Ahora que para ser de veras bitchy tenía que hacer peores cosas, como fingir los sentimientos que por ningún lado tenía, pero eso nunca lo he sabido hacer. Para mí son las clásicas mentiras que te acabas creyendo, y eso es lo más imbécil que le puede pasar a una pirujibruja. Creerte tus mentiras: error fatal, pa que mejor me entiendas. Es como si yo ahora me creyera que soy la que te cuento. Hay cosas que no dices nunca, ni frente al puro espejo, ni a solas, ni a oscuras. Son las verdades intragables que según nosotros no son parte de nosotros. El chiste no es negarlas, sino hacer que parezcan imposibles. ¿Yo, eso?¿Cómo crees? Ni estando loca. Es la última cosa que haría en la vida. Todos dicen lo mismo y ni uno solo está diciendo la verdad. Cuando mis papás quisieron tantear si su virginal hijita se había corrompido en New York, de plano me negué a entrar en discusiones. Piensen lo que quieran, les dije, yo sé quién soy tengo claro lo que valgo. Esas cursilerías funcionan de maravilla entre la clase media que me vio nacer. Aparte, si una no sabe lo que vale va a acabar ofreciéndose por menos, y Violetta R. Sclimidt estaba decididamente a favor del precio justo. Esas cosas pensaba mientras decía mis ñoñerías para salvar el pellejo de mi honra. ¿Te acuerdas de las campañitas que hacías en tu cuaderno, echando toneladas de caca sobre el pinche producto que tan gordo te caía? Y luego de ahí mismo sacabas la campañota, sólo que ya con bullshit al gusto del diente.
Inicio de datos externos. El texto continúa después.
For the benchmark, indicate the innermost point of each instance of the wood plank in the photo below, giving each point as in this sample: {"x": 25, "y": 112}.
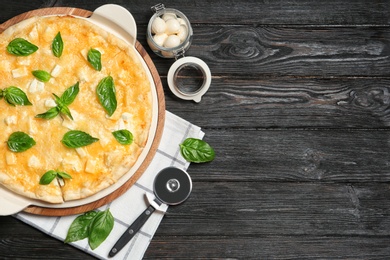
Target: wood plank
{"x": 256, "y": 51}
{"x": 340, "y": 156}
Pues lo mismo hacía yo cuando tenía que decir cursilerías o portarme como la noviecita de un pendejo en el Plaza Athenée: pensaba exactamente lo contrario de lo que le estaba diciendo. Las tradicionales vacunas contra el amor de la doctora Schmid. Vía de administración: oral, of course. Dosis: hasta que el puerco aguante. Había unos que eran lindos y me caían simpáticos, pero igual les hablaba pensando: puerco-puerco-puerco-puerco-puerco. Imagínate el freak que me invadió cuando se te ocurrió contarme que te dicen Píg. Era como decirme: Soy inmune a tus venenos. Y eso no se le dice a una dama, pendejazo. Un día se me ocurrió que a lo mejor la protección no era contra los clientes, sino contra todo el mundo. Era una cucaracha antisocial, ¿ajá? Trabajaba de actriz, a veces twenty jour hours a day, seven days a week, day or night, rain or shine, puta madre. Llegó a ser desquiciante. Cuando vino otra vez diciembre dije: Bye.